Home Construction Groundbreaking held for affordable housing at Tarrytown YMCA site

Groundbreaking held for affordable housing at Tarrytown YMCA site

A project to create 109 units of affordable housing targeted at people age 55 and up along with much-needed municipal parking at the Family YMCA of Tarrytown at 62 Main St. got underway with a June 9 groundbreaking ceremony.

Wilder Balter Partners Inc. of Chappaqua is the developer. New York state’s Homes and Community Renewal (HCR) division has been working on the project. The state’s Housing Finance Agency, Westchester County and the Tarrytown Housing fund in partnership with the Housing Action Council have provided financing to help get the project off the drawing boards.

The 1.12-acre parcel has frontage on both Main Street and Windle Park. The plan is for adaptive reuse of the four-story YMCA, which was built about 1911 and has an addition from 1915.

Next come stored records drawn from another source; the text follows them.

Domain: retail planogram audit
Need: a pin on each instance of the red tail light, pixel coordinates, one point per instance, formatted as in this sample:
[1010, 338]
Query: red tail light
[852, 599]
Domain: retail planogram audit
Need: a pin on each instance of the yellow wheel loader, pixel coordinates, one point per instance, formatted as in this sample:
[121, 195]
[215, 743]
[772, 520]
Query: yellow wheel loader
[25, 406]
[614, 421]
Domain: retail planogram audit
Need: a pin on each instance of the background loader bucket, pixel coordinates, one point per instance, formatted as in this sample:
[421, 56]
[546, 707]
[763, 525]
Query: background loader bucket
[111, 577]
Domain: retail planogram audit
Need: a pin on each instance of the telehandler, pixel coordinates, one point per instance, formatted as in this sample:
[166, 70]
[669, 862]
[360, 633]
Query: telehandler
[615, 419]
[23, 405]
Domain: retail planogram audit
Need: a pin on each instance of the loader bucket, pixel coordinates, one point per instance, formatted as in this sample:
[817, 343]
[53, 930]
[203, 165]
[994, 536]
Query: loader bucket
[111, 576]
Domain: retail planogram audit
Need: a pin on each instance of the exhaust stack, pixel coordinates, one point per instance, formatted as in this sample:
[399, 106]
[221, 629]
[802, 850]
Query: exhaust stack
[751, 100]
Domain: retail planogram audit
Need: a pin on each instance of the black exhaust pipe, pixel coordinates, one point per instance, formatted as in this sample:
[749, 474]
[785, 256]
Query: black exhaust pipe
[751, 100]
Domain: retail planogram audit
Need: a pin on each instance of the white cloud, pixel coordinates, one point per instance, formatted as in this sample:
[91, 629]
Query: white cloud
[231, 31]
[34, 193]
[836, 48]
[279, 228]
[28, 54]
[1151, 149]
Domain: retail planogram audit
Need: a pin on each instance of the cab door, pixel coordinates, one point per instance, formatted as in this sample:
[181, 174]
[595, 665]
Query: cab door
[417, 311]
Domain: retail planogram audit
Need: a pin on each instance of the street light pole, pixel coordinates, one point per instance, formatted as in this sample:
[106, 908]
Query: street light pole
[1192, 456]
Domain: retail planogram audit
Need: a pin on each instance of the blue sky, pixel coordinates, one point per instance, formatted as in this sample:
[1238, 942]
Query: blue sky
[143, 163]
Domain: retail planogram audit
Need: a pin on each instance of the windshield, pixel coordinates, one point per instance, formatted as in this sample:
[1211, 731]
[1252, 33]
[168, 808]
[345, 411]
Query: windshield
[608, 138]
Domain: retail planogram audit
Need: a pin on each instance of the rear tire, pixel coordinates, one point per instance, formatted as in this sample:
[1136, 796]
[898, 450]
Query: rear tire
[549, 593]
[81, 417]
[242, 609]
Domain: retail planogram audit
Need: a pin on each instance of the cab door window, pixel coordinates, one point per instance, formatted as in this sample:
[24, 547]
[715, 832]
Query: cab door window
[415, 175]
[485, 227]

Two buildings at the rear of the main YMCA building would be demolished and a four-story building would go up. The project would include an underground residential parking garage and a ground-level municipal parking garage. There would be about 106,000 square feet of residential space and 65,000 square feet of parking and nonresidential space.

The mix of new apartments would include 14 studios and 95 one-bedroom units. They would be made available to people earning between 30% and 70% of the Westchester area median income.

YMCA Tarrytown
The groundbreaking for the new housing took place on June 9. Photo by Peter Katz

The YMCA has been providing single room occupancy units at the 62 Main St. facility. It has about three dozen residents. The plan calls for moderate upgrades to be made to their existing rooms to ensure safe living conditions while construction is underway. When new units are available, the residents would move into them. The nonprofit Housing Action Council in Tarrytown, would manage the relocation plan.

The total development cost is estimated by the state as $52,989,335 or $486,141 per unit. The state funding includes: $29,690,000 in bonds and mortgage loan; an estimated $11,944,628 in a Housing Finance Agency subsidy loan; and $1,665,630 in low-income housing tax credits.

Other sources and subsidies include approximately: $5 million in New Homes Land Acquisition funds from the Westchester County Department of Planning; Federal Solar Tax Credit Equity of $102,695; Federal Geothermal Tax Credit Equity of $287,892; $85,400 in New York State Energy Research and Development Authority funds; a Housing Development Fund Company subordinate loan of $9 million; and, a 30-year PILOT agreement with the village of Tarrytown and town of Greenburgh providing real estate tax exemption benefits.

“It will have a green roof courtyard that will sit right above the municipal parking level that will be shared by all of our residents,” developer William G. Balter told the guests who had assembled under a tent in a municipal parking lot adjacent to the project site for the groundbreaking.

“There will be on-site amenities including a club room and a gym, central laundry, and then, because this is a historic property, what we’re doing to preserve that history in addition to doing an adaptive reuse on the original building, we’re creating a history wall in our library and we’re working with the village historian to take the history of this property and make sure it’s preserved so when people walk into the building they know what was here before we got here.”

Balter said that although the existing YMCA has gas service from Con Edison and they could have made a case that the new project should be able to continue using that service despite the Con Ed moratorium on new hookups, a decision was made to go all-electric using energy-efficient geothermal heat pumps for heating, hot water and air conditioning.

Other environmentally sensitive features designed to earn the building gold LEED certification include solar panels, low-flow plumbing fixtures and Energy Star lighting.

Tarrytown Mayor Thomas D. Butler Jr. welcomed the new housing in part because it’s aimed at seniors.

“As seniors in this town begin to downsize they’re looking for a place that they can stay in Tarrytown but downtown, close to the waterfront and shopping and everything, so this makes this project a wonderful idea,” Butler said.

“It preserves and restores the historic facade of the YMCA on Main Street and adds 65 plus or minus much-needed municipal parking spaces for our residents and downtown business district.”

Westchester’s Deputy County Executive Ken Jenkins echoed Butler’s sentiments by saying, “You have 109 affordable apartments that are going to be available for the people of Westchester County. When we have people downsizing and they’re looking to do different things we want to be sure they’ll be able to stay in the community.”

RuthAnne Visnauskas, commissioner and CEO of HCR for the state, said the project meets her agency’s goal of “creating quality affordable housing where it’s needed, especially in communities in Westchester that don’t always have access to it. It’s got an enormous amount of energy efficiency measures that will really provide a healthy environment for future residents who will also benefit from lower energy costs. These are part of our larger efforts statewide.”

Visnauskas pointed out that her agency has invested a little over a billion dollars in Westchester during the last 10 years to help create 6,600 apartments. She said that HCR  has other projects being built in Yonkers, New Rochelle and Peekskill.

“The only thing better than a groundbreaking is when we get to come back and see people moving in,” Visnauskas said.